Caradog W. James’ The Machine, is a decent British sci-fi flick, that succeeded in being interesting, but never managed to really get going. It’s stylish and well acted, with great production values considering the low budget they were working with, and the story certainly held my attention throughout. This is only James’ second full-length feature, the first being Little White Lies in 2006, but he shows he is a capable director with The Machine. The film stars the sexy Caity Lotz, who some may know from the TV show, Arrow, and Toby Stephens, whose new TV show Black Sails has recently started airing.
Both actors do a very good job, with Stephens’ character, Vincent, father of a brain damaged young girl, who is working extremely hard to find a cure that will help her get her life back. Stephens plays the part with the right amount of feeling, however, the character could have been written with more depth, which would have helped us feel more sympathetic to his plight. Caity Lotz performed wonderfully with her Ava character, and one gets the feeling she may have studied Brent Spiner’s Lt. Commander Data from Star Trek, to get her take on the self-aware synthetic lifeform just so.
Set in a futuristic, bleak UK, The Machine tells the story of Vincent, an MOD scientist who is seeking answers to the brain, by helping brain damaged soldiers injured in combat, with the hope of eventually curing his daughter. Vincent inserts an implant into their heads which helps the soldiers lead a close to normal life, with the only known side-effect the loss of speech, which is something they’re working on. While interviewing for someone skilled enough to help him in the lab, Vincent meets and hires Ava, a highly intelligent programmer. They hit it off, but Ava is killed shortly after joining the MOD (Ministry of Defense), however, Vincent recreates a highly-advanced robotic Ava using scans he’d taken of her face and mind. The Machine (as the robot is now dubbed) becomes self-aware. Once Vincent’s boss (Denis Lawson) discovers the potential The Machine has as a weapon, he pushes it into doing things against its will, with unexpected results.
The cinematography by Nicolai Brüel was good, as was Tom Raybould’s score, and I enjoyed the choreography during the fight scenes, all helping to make The Machine look nice and slick. The only thing I wasn’t pleased with was the pacing, which really let the film down quite a bit. The makeup and CGI were particularly good, especially when they clearly didn’t have much of a budget to begin with, showing what can be achieved if you’re passionate about filmmaking.
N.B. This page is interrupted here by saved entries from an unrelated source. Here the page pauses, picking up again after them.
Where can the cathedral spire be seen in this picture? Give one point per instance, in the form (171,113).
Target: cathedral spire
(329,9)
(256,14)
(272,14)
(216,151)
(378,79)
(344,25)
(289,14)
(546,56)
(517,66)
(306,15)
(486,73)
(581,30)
Caity Lotz was the clear star of The Machine, and showed great skill and attention to detail as she played her robotic character. She also looks to have done her own stunts, and as well as displaying her stunning figure, Lotz let us see her doing some impressive gymnastics. Veteran thespian Denis Lawson put on a good show as the government bad guy, who is willing to sacrifice as many people as it takes to get his weapon working. Overall, The Machine is a pleasing Sci-Fi effort that looks great, and uses plenty of lens flair and CGI to help make it appear as modern as possible. If you can overlook the dodgy science we’re presented with and the slow pace, you’ll find The Machine will keep you entertained.